Thursday was unquestionably a celebration of Mauer and his career accomplishments, but it was also an excellent showcase for one of the best young arms in baseball, Jose Berrios. The Twins right-hander foiled the White Sox over seven shutout innings, limiting Chicago to three hits while matching a career-high with 11 strikeouts. Berrios showed plenty of promise last year in his first full season in the majors and looks ready to build on that success in 2018. The biggest criticism of Minnesota last year was that the team didn’t have a true ace (apologies to Ervin Santana) but it looks like Berrios is well on his way to becoming exactly that.

 

AL Quick Hits: Rick Porcello was money on Thursday, taking a no-hitter into the seventh inning in a 6-3 win over the Yankees. Hanley Ramirez left that contest after taking a pitch off his right wrist, though luckily for the Red Sox, his X-rays came back negative … David Price will be given an extra day of rest after leaving Wednesday’s start with numbness in his left hand.
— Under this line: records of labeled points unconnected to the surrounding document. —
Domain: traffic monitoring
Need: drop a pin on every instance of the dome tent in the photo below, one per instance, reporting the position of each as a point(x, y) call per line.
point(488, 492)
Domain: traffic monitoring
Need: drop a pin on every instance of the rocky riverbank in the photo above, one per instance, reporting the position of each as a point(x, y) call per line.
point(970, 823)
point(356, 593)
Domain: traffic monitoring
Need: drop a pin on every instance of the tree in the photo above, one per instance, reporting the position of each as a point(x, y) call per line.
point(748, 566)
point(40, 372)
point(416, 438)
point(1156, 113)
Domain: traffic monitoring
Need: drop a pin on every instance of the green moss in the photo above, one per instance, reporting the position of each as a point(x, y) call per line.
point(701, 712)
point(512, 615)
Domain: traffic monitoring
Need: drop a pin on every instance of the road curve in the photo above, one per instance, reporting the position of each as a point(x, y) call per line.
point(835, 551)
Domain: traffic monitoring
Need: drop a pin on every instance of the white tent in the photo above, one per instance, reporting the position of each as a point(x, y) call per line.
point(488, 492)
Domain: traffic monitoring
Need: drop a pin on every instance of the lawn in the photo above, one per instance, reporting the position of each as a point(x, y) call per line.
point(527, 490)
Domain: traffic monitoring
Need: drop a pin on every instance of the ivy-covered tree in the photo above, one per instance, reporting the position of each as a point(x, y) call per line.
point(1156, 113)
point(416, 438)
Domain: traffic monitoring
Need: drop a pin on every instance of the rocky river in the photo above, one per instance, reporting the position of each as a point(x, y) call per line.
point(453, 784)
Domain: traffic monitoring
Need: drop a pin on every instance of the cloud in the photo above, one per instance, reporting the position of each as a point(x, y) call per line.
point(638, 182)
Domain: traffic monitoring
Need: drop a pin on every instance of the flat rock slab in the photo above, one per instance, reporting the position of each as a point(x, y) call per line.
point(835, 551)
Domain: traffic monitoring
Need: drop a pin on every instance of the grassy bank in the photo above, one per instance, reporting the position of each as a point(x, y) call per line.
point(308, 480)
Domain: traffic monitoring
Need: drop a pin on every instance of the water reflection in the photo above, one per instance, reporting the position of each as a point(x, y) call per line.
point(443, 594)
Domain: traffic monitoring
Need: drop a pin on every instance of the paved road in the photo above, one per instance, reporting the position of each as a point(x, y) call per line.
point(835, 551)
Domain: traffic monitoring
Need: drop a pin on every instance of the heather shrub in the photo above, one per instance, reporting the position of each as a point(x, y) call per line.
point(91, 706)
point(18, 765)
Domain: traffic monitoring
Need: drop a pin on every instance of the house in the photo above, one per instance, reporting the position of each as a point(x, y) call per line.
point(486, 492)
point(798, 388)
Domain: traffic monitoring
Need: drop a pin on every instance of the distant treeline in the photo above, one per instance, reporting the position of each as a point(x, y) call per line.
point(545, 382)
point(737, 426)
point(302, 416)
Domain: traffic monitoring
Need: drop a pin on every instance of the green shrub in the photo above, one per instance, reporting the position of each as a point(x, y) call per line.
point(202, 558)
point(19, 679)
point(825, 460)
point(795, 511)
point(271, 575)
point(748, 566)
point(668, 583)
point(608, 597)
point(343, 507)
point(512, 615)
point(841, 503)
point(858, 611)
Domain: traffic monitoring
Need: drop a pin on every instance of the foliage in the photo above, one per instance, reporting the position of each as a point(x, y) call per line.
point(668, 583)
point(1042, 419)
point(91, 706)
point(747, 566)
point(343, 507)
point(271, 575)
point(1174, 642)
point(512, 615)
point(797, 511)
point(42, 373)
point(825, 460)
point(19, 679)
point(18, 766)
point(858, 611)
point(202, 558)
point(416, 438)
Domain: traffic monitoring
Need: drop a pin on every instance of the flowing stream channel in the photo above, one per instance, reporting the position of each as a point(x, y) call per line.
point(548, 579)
Instead of starting Monday’s Patriot’s Day game against Baltimore, Price will get the nod Tuesday night in Anaheim … MLB suspended Joe Kelly (six games) and Tyler Austin (five games) for their roles in Wednesday’s bench-clearing brawl at Fenway. Alex Cora, Phil Nevin, Xander Bogaerts, Marco Hernandez, Dustin Pedroia and CC Sabathia were fined, but not suspended for the dust-up … Aaron Hicks served as the Yankees’ DH in his return from the disabled list on Thursday, going 0-for-4 in a loss to Boston. Hicks had been out with an intercostal strain … Shohei Ohtani plated three runs on a bases-loaded triple Thursday as the Angels cruised to a 7-1 win over Kansas City. The Japanese Babe Ruth is hitting .346 with three homers and 11 RBI through 26 at-bats this season … Ian Kinsler returned from the disabled list Thursday after missing 12 days with a groin injury. He went 1-for-5 with a home run, his first as an Angel, in L.A.’s victory … An MRI on Welington Castillo’s injured knee came back clean, though he wasn’t available for Thursday’s game against Minnesota. Omar Narvaez drew another start behind the plate for the White Sox, who have now lost five of their last six.

 

NL Quick Hits: Joey Votto got a rare day off Thursday against St. Louis. The absence snapped his streak of 202 consecutive starts at first base … Mark Melancon underwent a stem cell injection on Thursday. Dr. James Andrews cleared Melancon of any ligament damage in his right forearm, though it will be at least another two weeks until the right-hander resumes throwing. Hunter Strickland will continue to fill in at closer for the Giants … Johnny Cueto threw off flat ground on Thursday and will test his sprained ankle when he throws a live batting practice on Saturday. If all goes well, Cueto will have a chance to return Tuesday against the Diamondbacks … Wil Myers estimated that his injured elbow is about 90 percent after hitting off a tee on Thursday. He’s close to beginning a minor league rehab assignment and could be back with the Padres sometime next week … The Padres managed just one hit in Thursday’s loss to the Giants. It came when Clayton Richard, who pinch-hit for Bryan Mitchell in the third inning, ripped a single off Giants starter Chris StrattonMark Reynolds signed a minor league deal with the Nationals on Thursday. The 34-year-old bopped 30 long balls for the Rockies a year ago, though 21 of them came at hitter-friendly Coors Field … DJ LeMahieu went 4-for-5 with two homers, two doubles and a career-high four RBI Thursday in a win over Washington. He’s only the third Rockie to hit two homers and two doubles in the same game and the first to do it since Corey Dickerson in 2014 … Charlie Blackmon missed another game on Thursday. A quad injury has sidelined him since Monday.